# Noun declension



## Kwunlam

May I ask if there is a website where we can input a Czech word and see how it declines in full? 

I just know that Pravidla.cz does show some forms, but I would prefer if I could see them in full and neatly in a table. Preferably with alternate forms. That would be useful to check if I have made any mistakes.
http://www.pravidla.cz/hledej.php?qr=stroj

Thanks !


----------



## Jana337

I'm afraid you'll have to rely on Pravidla and Google, or ask us if you have doubts. I haven't encountered such a website yet.


----------



## Kwunlam

I just found : 
1. http://cs.wiktionary.org/wiki/Hlavní_strana
But it gives no entry for "vepřeva" (trying some basic words). 
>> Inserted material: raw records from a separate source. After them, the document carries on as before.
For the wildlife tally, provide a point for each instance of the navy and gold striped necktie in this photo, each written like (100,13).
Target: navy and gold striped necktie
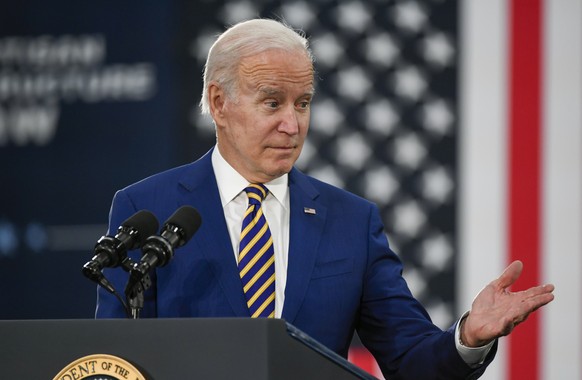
(256,260)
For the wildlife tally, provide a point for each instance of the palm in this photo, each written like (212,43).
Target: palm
(496,311)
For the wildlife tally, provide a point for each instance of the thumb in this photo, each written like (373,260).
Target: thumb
(510,274)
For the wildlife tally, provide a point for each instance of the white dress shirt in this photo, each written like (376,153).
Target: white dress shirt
(275,207)
(234,201)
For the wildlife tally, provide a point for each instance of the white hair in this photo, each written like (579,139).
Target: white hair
(243,40)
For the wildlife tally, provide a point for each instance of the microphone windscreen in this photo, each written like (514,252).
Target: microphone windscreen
(144,222)
(186,218)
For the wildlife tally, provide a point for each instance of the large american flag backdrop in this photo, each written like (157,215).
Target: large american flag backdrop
(462,121)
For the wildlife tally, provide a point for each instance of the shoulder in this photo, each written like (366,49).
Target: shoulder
(186,175)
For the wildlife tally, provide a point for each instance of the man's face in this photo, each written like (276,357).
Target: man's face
(261,129)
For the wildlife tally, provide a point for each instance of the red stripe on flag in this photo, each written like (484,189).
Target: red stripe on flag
(525,172)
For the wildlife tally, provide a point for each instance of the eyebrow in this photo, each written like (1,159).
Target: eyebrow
(272,91)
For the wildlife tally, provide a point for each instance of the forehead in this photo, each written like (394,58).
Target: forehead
(277,69)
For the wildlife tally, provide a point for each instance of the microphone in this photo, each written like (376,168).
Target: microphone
(158,250)
(111,251)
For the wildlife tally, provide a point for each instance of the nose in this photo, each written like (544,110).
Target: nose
(289,122)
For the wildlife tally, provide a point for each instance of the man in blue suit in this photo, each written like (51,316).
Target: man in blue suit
(334,271)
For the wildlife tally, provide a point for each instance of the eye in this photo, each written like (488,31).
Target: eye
(304,104)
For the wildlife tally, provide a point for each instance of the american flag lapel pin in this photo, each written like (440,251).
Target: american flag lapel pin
(309,210)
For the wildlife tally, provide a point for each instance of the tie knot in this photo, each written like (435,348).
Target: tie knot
(256,192)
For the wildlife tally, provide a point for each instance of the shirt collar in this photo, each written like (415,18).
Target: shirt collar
(231,183)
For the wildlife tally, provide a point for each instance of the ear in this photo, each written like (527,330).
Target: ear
(216,100)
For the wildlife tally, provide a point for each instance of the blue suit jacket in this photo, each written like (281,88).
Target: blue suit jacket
(342,276)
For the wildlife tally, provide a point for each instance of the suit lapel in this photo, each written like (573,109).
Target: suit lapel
(199,189)
(307,220)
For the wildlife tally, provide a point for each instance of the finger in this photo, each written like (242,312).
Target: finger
(510,275)
(529,305)
(537,290)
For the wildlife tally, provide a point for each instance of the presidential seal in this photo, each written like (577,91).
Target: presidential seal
(99,367)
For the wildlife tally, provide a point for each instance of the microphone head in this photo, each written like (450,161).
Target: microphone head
(141,225)
(187,219)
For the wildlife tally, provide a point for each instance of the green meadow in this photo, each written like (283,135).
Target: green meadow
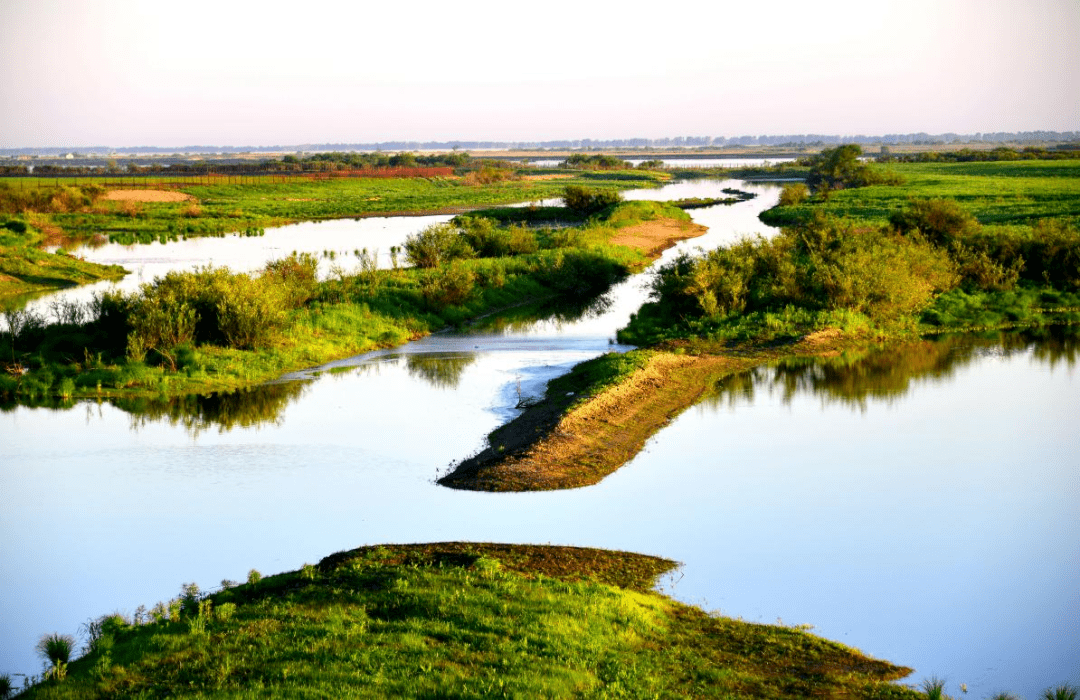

2. České skloňování / The czech declensions (v. 0.96)
http://www.pteryx.net/sklonovani.html
No problem for the word "vepřeva", but I do not know why it does not decline "moře" for me.


----------



## kusurija

I did not know, that there exist such word as 





> "vepřeva"


 in Czech language. Did You mean "vepřové"? Pork (meat)


----------



## werrr

My guess is "vepřová (pečeně)".


----------



## Kwunlam

kusurija said:


> I did not know, that there exist such word as  in Czech language. Did You mean "vepřové"? Pork (meat)



Ops, sorry for the mistake. I meant "vepřové".


----------



## kusurija

Moře:
1. sg. - moře
2. sg. - moře
3. sg. - moři
4. sg. - moře
5. sg. - moře!
6. sg. - (o)moři
7. sg. - mořem

1. pl. - moře
2. pl. - moří
3. pl. - mořím
4. pl. - moře
5. pl. - moře!
6. pl. - (o)mořích
7. pl. - moři

Hope this helped.


----------



## Kwunlam

Thanks... 

I have found one dictionary with some declension forms. 
http://www.oplatek.cz/odpovedcn.php?Jazyk=5


----------



## Kwunlam

There is such an entry in "vepřová" in the dictionary, does it mean pork also ?


----------